Now let $o(g_1)=r,o(g_2)=s,o(g_1g_2^{-1})=t$. Since $G$ is abelian we have 
$$\begin{align}
(g_1g_2^{-1})^{rs}&=g_1^{rs}(g_2^{-1})^{rs}\\
&=(g_1^r)^s((g_2^s)^{-1})^r\\
&=e^s(e^{-1})^r\\
&=e^se^r.
\end{align}$$ 
This implies that $t\mid rs$. Now we must show that $(t,m)=1$. I could not find a way to show this.
Any help here will be appreciated. Thanks in advance.

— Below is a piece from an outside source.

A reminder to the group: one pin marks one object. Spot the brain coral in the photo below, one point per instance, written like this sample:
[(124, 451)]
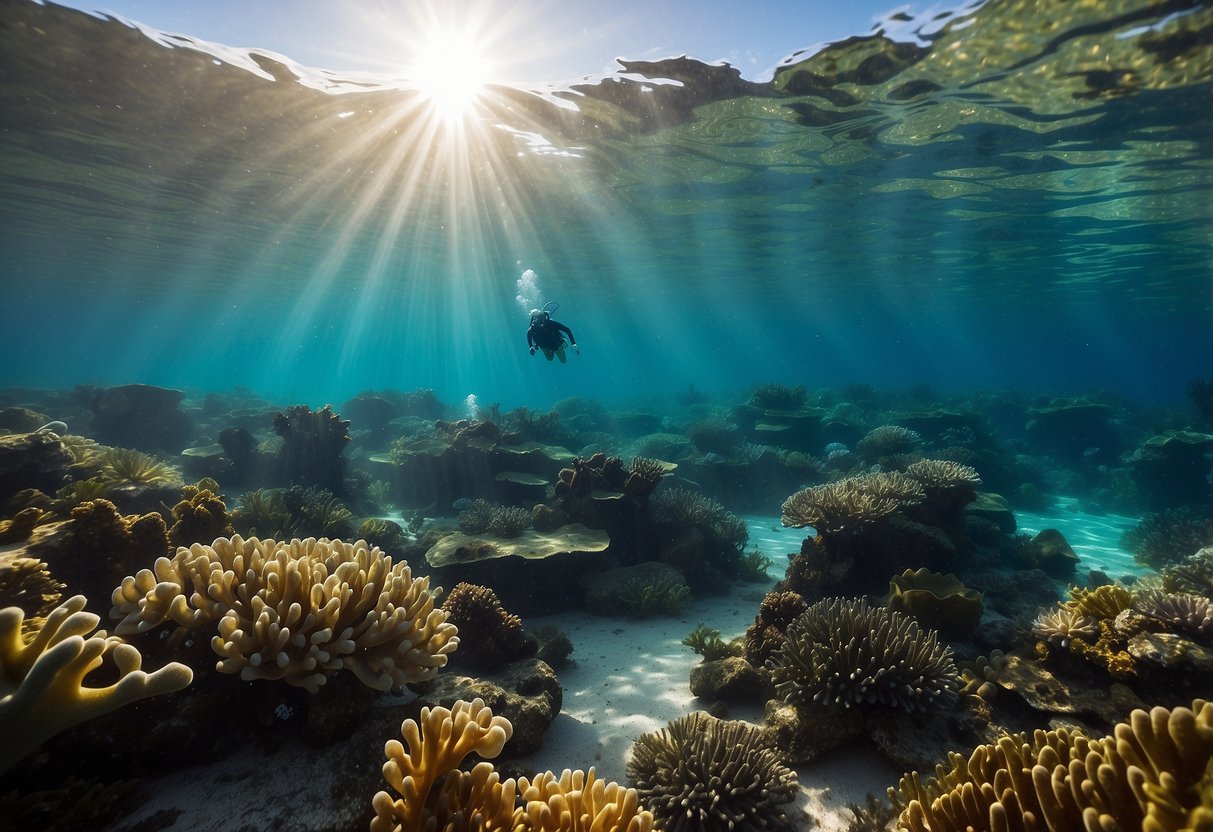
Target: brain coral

 A: If $g,h\in S$, if $a=o(g)$ and $b=o(h)$, then $o(h^{-1})=b$ and (since $G$ is abelian)$$o(gh^{-1})\mid o(g)o(h^{-1})=ab.$$Since both $a$ and $b$ are coprime with $m$, then so is $ab$ and therefore then so is $o(gh^{-1})$. In fact, if $o(gh^{-1})$ and $m$ are not coprime, then there is a prime number $p$ such that $p\mid o(gh^{-1})$ and $p\mid m$. But$$p\mid o(gh^{-1})\implies p\mid ab\implies p\mid a\text{ or }p\mid b.$$But this is impossible, since $(a,m)=(b,m)=1$.
A: More generally let $M$ be a set of naturals closed under multiplication and divisors, and let $S$ be the elements of $G$ whose order lies in $M$.  If $\,g,h\in S$ then $\,g^j = 1 = h^k\,$ for $\,j,k\in M$ so $\,jk\in M\,$ and $\,(gh)^{jk} = (g^j)^k (h^k)^j = 1\,$ so $\,o(gh)\mid jk\,$ so $\,gh\in S,\,$ and $\,(g^{-1})^j = (g^j)^{-1} = 1\,$ so $\,g^{-1}\in S$
Remark $ $ OP is special case $\,M=$ all naturals coprime to $m,\,$ which is closed under multiplication and divisors by Euclid [said equivalently: units (= invertibles) $\!\bmod m\,$ enjoy such closure].